In the process, we might discover that we need a whole world of expressions to explore the degrees and shades of what we presently call artificial... because if we make it, inevitably it is alive and "natural" in some way. We can make living things—we have been for a long time. We can acknowledge that we live in a time of profound synthesis, where many lineages of technology are coming together, and celebrate the diversity of cosmologies they reflect. I think the dire conditions of our present moment require us to.
If you are interested to take a deeper dive into feral technology, check out “Queer Servers and Feral Webs”.
End Note : For the sake of brevity and tone, I’m not populating this work with the scholarly citations, but it deserves them, and I’d like to do so a longer piece in the future that pays better homage. Many people have been thinking about this.

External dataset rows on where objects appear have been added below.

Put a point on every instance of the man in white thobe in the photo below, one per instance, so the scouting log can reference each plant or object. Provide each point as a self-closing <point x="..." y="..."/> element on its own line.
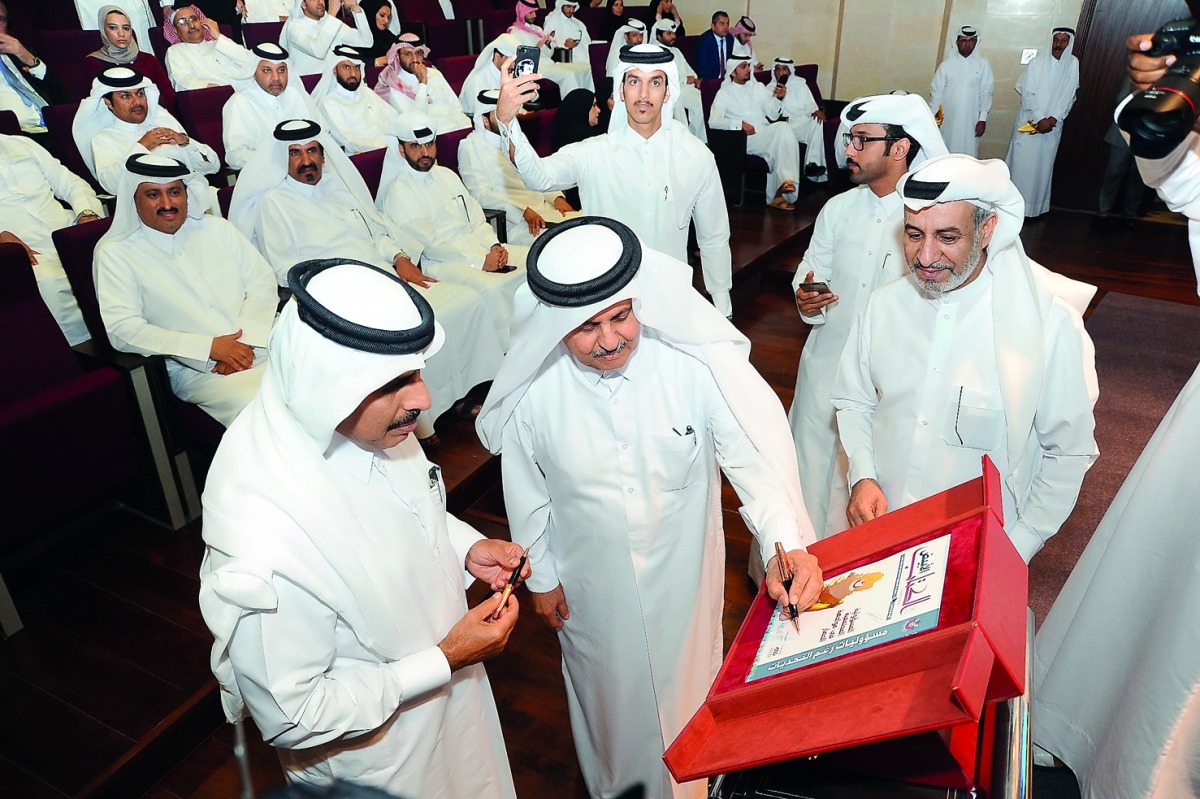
<point x="1117" y="679"/>
<point x="357" y="118"/>
<point x="493" y="180"/>
<point x="431" y="205"/>
<point x="301" y="198"/>
<point x="744" y="104"/>
<point x="486" y="73"/>
<point x="978" y="352"/>
<point x="333" y="576"/>
<point x="311" y="34"/>
<point x="178" y="282"/>
<point x="568" y="32"/>
<point x="259" y="102"/>
<point x="646" y="172"/>
<point x="856" y="247"/>
<point x="689" y="108"/>
<point x="409" y="85"/>
<point x="961" y="91"/>
<point x="1048" y="89"/>
<point x="803" y="115"/>
<point x="120" y="118"/>
<point x="201" y="56"/>
<point x="31" y="184"/>
<point x="622" y="396"/>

Yuk Hui invented the term cosmotechnics, and has written on the topic thoroughly.
Claude Levi Strauss developed a great deal of in depth thinking in this domain… particularly with “sciences of the concrete”.
Eduardo Kohn explores semiotic networks of communication in Ecuador in “How Forests Think”. There are many more, but consider this a
David Graebber and David Wingrow have challenged linear mythologies of prehistory in their book “Dawn of Everything”.
What is a technology that isn’t a service? Communication and connection, perhaps?